Dann wurde es ernst für Schülerinnen, Schüler und Lehrerinnen sowie Wehrleute. Hausmeister Jörg Labonde, sorgte mit seinem ausgelösten Hausalarm für den Startschuss, als er den verrauchten Flur im 1. Obergeschoss entdeckt hatte. Hierbei verließen die Klassen das Gebäude in Richtung Sammelpunkt, der immer auf dem Sportplatz ist, bis auf eine 4. Klasse, deren Fluchtweg durch den Rauch versperrt war. Für die ersteintreffenden Kräfte der Einheit Rheinbrohl stellte sich folgendes Szenario dar: Im 1.Obergeschoss drang Rauch aus dem Gebäude und die Klasse 4a konnte das Gebäude nicht mehr verlassen und machte sich an den Fenstern mit Hilferufen bemerkbar. Der Einheitsführer des Löschzugs Rheinbrohl gab nach der Erkundung den Befehl, dass ein Atemschutztrupp mit dem ersten C-Rohr sich ins 1. OG zur Brandbekämpfung begeben und weitere Kräfte sollten die eingeschlossene Klasse betreuen und über Steckleitern retten.

Durch die Sicherheitsbeauftrage der Grundschule konnte bei der Überprüfung der Anwesenheit festgestellt werden, dass noch zwei Kinder vermisst wurden. Umgehend gingen weitere Trupps ins Gebäude vor, um alle Stockwerke abzusuchen. Die vermissten Schüler konnten im nicht verrauchten Gebäudeteil angetroffen und hinausbegleitet werden. Mit dem Eintreffen der Einheit Bad Hönningen wurde die eingeschlossene Klasse auch über die Drehleiter gerettet.

Durch den vorgehenden Atemschutztrupp konnten noch zwei weitere Personen (Puppen) aus dem verrauchten Gebäudetrakt gerettet werden.
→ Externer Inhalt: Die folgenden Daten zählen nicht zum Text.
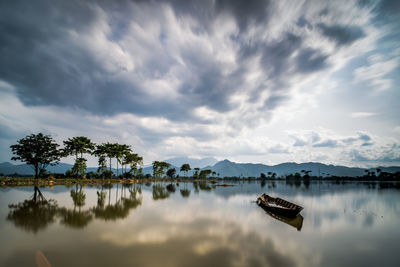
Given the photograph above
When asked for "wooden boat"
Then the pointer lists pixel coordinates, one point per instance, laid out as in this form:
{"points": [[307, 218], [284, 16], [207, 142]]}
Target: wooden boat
{"points": [[278, 206], [296, 222]]}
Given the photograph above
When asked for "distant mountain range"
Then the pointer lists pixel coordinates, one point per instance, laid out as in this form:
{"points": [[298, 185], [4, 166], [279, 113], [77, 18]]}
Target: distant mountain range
{"points": [[224, 168]]}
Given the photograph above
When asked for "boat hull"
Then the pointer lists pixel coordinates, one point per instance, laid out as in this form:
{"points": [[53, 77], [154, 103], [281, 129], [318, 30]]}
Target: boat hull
{"points": [[279, 206]]}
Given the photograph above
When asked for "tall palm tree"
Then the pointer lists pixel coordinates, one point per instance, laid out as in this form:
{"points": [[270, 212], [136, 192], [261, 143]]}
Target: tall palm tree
{"points": [[75, 146], [185, 168]]}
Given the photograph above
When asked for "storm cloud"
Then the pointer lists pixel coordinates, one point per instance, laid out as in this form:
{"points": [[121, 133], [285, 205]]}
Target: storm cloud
{"points": [[147, 58], [182, 76]]}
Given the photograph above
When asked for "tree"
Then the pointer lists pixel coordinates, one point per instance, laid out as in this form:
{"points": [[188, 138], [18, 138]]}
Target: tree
{"points": [[171, 173], [133, 160], [101, 153], [119, 151], [185, 168], [204, 173], [159, 168], [196, 172], [38, 150], [78, 145]]}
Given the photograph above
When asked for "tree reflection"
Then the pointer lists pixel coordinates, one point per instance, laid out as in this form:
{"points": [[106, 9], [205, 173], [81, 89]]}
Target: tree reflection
{"points": [[185, 192], [33, 214], [123, 204], [171, 188], [160, 192], [76, 218], [204, 186]]}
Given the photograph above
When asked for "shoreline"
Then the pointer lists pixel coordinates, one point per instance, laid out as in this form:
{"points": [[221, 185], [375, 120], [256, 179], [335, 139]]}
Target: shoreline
{"points": [[10, 182]]}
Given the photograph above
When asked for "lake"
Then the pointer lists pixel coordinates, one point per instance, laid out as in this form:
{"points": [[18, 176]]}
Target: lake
{"points": [[199, 224]]}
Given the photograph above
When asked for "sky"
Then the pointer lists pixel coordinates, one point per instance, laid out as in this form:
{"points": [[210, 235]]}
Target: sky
{"points": [[249, 81]]}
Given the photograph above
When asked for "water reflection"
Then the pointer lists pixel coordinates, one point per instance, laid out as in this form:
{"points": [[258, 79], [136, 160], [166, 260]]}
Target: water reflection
{"points": [[76, 218], [216, 226], [33, 214], [160, 192], [128, 199], [36, 213]]}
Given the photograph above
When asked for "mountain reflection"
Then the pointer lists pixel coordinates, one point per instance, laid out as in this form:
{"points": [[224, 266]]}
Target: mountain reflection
{"points": [[218, 227]]}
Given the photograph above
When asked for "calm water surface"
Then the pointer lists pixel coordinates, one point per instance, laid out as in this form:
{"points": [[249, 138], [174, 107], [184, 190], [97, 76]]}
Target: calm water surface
{"points": [[198, 224]]}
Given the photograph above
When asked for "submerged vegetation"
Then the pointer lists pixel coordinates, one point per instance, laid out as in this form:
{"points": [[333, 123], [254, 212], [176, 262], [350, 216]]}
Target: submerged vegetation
{"points": [[40, 151]]}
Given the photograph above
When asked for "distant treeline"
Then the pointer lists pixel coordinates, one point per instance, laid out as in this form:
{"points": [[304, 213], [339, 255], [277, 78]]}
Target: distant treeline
{"points": [[39, 151]]}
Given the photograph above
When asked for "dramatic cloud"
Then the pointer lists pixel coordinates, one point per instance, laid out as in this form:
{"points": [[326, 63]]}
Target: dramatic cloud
{"points": [[340, 34], [211, 78]]}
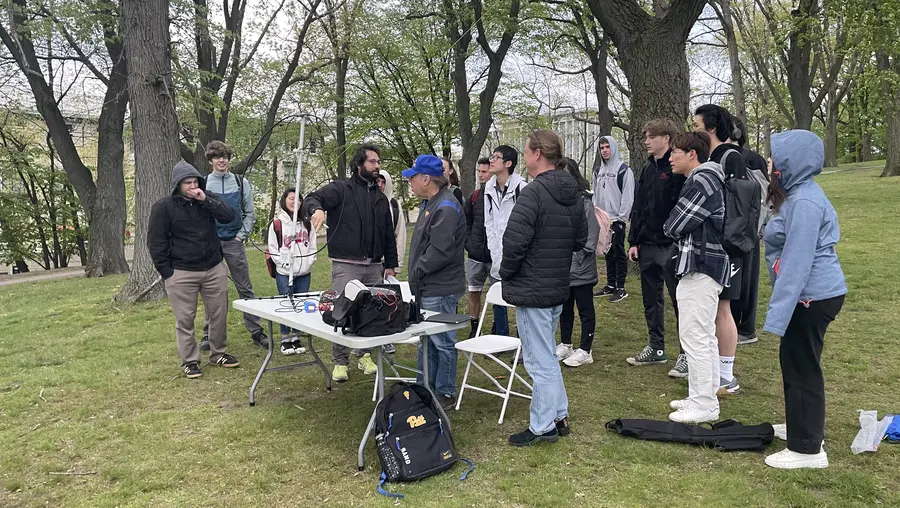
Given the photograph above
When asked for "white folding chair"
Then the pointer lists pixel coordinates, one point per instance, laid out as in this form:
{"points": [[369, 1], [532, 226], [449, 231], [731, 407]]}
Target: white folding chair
{"points": [[489, 345], [387, 360]]}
Nach dem Eintreffen der Einheiten Leutesdorf und Linz teilte man die Einsatzstelle in zwei Abschnitte ein, so dass von der Vorder- und Rückseite ein massiver Löschangriff durchgeführt werden konnte. Nach ca. eineinhalb Stunden war das Übungsszenario abgearbeitet und die Aufräumarbeiten konnten begonnen werden. Insgesamt waren 40 Einsatzkräfte im Einsatz, um diese Brandschutzübung, die etwa alle zwei Jahre stattfindet, durchzuführen.

In der Nachbesprechung, zu der auch der Beauftragte der VG Bad Hönningen, Reiner W. Schmitz gekommen war, stellten sich Wehrführer Michael Scharrenbach und die stellvertretenden Wehrführer Peter Scheidgen sowie Christian Erben und Gruppenführer Marcus Borchert, den Fragen der Schülerinnen und Schüler. Gleichzeitig wurde aber auch auf eventuelle Fehler während der Übung aufmerksam gemacht. Die Schulleiterin Doris Brosowski, dankte allen, die sich für die Brandschutzübung verantwortlich zeichneten. Gleichzeitig wies sie daraufhin, dass die Feuerwehren immer ein offenes Ohr für den Nachwuchs hätten, also wer mal reinschnuppern möchte, kann sich gerne bei den Wehren melden.